Мы хорошо знали это в годы нашего детства, но наше проклятие сломило нашу волю. Мы были виновны, и мы признаем это здесь: мы были виновны в великом Нарушении Предпочтения. Одни работы и одни уроки мы предпочитали другим. Мы плохо слушали историю всех Советов, избранных со времен Великого Возрождения. Но мы любили Науку о вещах. Мы хотели знать. Мы хотели знать обо всех вещах, из которых состоит земля вокруг нас. Мы задавали так много вопросов, что Учителя запрещали это.

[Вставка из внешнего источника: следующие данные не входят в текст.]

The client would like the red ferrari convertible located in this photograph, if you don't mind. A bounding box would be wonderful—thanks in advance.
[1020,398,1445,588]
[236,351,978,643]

Мы думаем, что есть тайны в небе, под водой и в растениях, которые растут. Но Совет Ученых сказал, что тайн не существует, и Совет Ученых знает все. И мы многому научились у наших Учителей. Мы узнали, что земля плоская и что солнце вращается вокруг нее, что является причиной смены дня и ночи. Мы узнали имена всех ветров, которые дуют над морями и развивают паруса наших больших кораблей. Мы научились пускать кровь людям, чтобы излечить их от всех болезней.
Мы любили науку о вещах. И во мраке, в тайный час, когда мы проснулись среди ночи и не было вокруг нас братьев, а только их образы на постелях и их храп, мы закрыли глаза, и мы сомкнули губы, и мы остановились наше дыхание, чтобы никакая дрожь не позволила нашим братьям увидеть, услышать или догадаться, и мы думали, что хотим быть отправленными в Дом Ученых, когда придет наше время.

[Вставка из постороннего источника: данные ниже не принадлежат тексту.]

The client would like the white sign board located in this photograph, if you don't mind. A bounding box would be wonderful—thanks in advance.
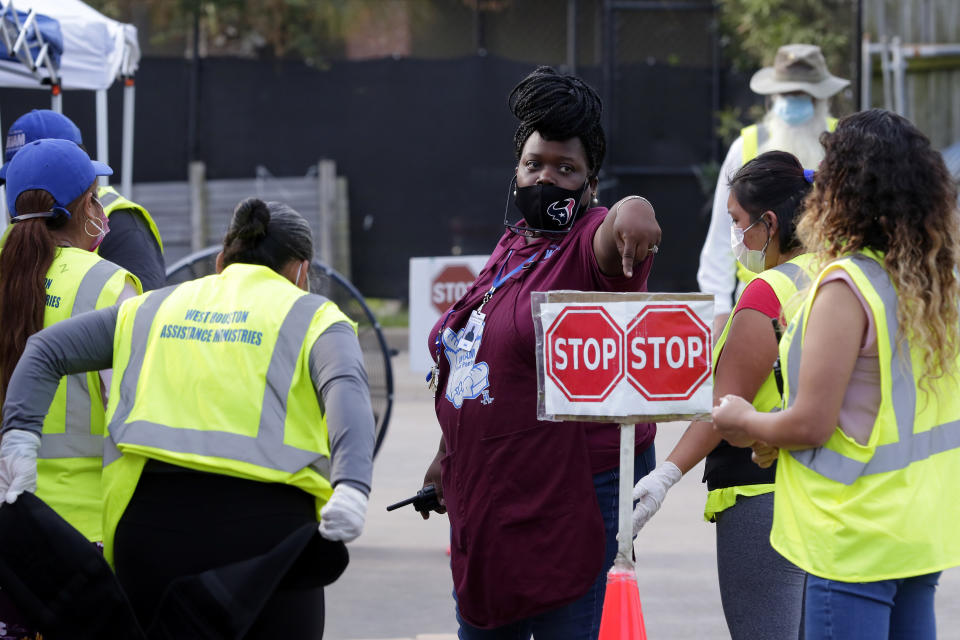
[409,255,489,373]
[533,291,715,422]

Все великие современные изобретения происходят из Дома Ученых, например, самое новое, найденное всего сто лет назад, о том, как делать свечи из воска и нити; также, как сделать стекло, которое вставляют в наши окна, чтобы защитить нас от дождя. Чтобы найти эти вещи, Ученые должны изучать землю и учиться у рек, песков, ветров и скал. И если бы мы пошли в Дом Ученых, мы могли бы учиться и у них. Мы могли бы задавать им вопросы, потому что они не запрещают задавать вопросы.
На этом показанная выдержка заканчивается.